En 2022, le secteur muséal canadien a pris position par rapport à la DNUDPA et à l’appel à l’action no 67 de la CVR en publiant un rapport et un plan d’action de grande ampleur, Portés à l’action : Appliquer la DNUDPA dans les musées canadiens. Les personnes autrices de ce rapport écrivent : « Nous espérons que ce rapport, ces recommandations et ces principes mettront l’accent sur l’expérience autochtone dans les musées afin de faire comprendre en quoi les personnes colonisatrices peuvent aider à démanteler les composantes muséales qui continuent à perpétuer les préjudices coloniaux » (4). Le secteur canadien de la conservation du patrimoine a lui aussi beaucoup de travail à faire pour adhérer à l’esprit et aux défis fondamentaux posés par la DNUDPA, et s’en servir comme outil d’autoexamen et de véritable changement.

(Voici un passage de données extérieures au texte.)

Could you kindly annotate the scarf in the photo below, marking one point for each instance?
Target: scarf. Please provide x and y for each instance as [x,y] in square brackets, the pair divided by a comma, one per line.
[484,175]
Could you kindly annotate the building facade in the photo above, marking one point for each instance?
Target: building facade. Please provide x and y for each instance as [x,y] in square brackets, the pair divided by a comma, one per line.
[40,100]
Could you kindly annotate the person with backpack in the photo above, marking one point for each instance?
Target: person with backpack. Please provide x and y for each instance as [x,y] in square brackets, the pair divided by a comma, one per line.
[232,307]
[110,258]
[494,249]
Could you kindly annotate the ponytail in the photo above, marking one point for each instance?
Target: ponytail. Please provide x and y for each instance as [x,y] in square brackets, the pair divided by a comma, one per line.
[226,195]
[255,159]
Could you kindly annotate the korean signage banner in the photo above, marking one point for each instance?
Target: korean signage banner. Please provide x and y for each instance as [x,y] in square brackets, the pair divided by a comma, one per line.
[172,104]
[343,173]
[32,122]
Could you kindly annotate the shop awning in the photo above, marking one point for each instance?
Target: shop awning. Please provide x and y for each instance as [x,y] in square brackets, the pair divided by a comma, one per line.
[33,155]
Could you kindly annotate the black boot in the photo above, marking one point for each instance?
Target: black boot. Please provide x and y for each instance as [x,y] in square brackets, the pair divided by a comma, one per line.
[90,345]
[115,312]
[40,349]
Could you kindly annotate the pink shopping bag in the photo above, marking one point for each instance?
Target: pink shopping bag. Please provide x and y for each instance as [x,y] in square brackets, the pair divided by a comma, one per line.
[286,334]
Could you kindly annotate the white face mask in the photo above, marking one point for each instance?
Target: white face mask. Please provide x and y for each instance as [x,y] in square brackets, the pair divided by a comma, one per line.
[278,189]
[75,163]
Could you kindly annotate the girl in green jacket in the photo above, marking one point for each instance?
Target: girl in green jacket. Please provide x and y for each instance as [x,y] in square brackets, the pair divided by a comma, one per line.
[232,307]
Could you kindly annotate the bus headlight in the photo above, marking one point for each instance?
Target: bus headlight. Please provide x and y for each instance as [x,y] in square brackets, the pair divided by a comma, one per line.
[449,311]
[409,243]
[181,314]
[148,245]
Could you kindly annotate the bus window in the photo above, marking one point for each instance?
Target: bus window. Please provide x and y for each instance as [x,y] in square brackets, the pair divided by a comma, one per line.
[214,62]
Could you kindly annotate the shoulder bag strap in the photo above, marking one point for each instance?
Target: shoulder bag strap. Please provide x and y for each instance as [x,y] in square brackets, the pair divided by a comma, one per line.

Ci-après figure le résumé d’une séance de conférence dirigée par le Cercle du patrimoine autochtone lors de la conférence 2022 de la Fiducie nationale (organisée conjointement avec le Cercle du patrimoine autochtone et l’Association canadienne d’experts-conseils en patrimoine) à Toronto en octobre 2022. Cette séance portait sur l’élaboration de stratégies de mise en œuvre de la DNUDPA dans le secteur de la conservation du patrimoine. Le Cercle du patrimoine autochtone (CPA) a été fondé en 2016. Créé et dirigé par des Autochtones, cet organisme se consacre à faire avancer les priorités en matière de patrimoine culturel qui sont importantes pour les Métis, les Inuits et les Premières Nations au Canada.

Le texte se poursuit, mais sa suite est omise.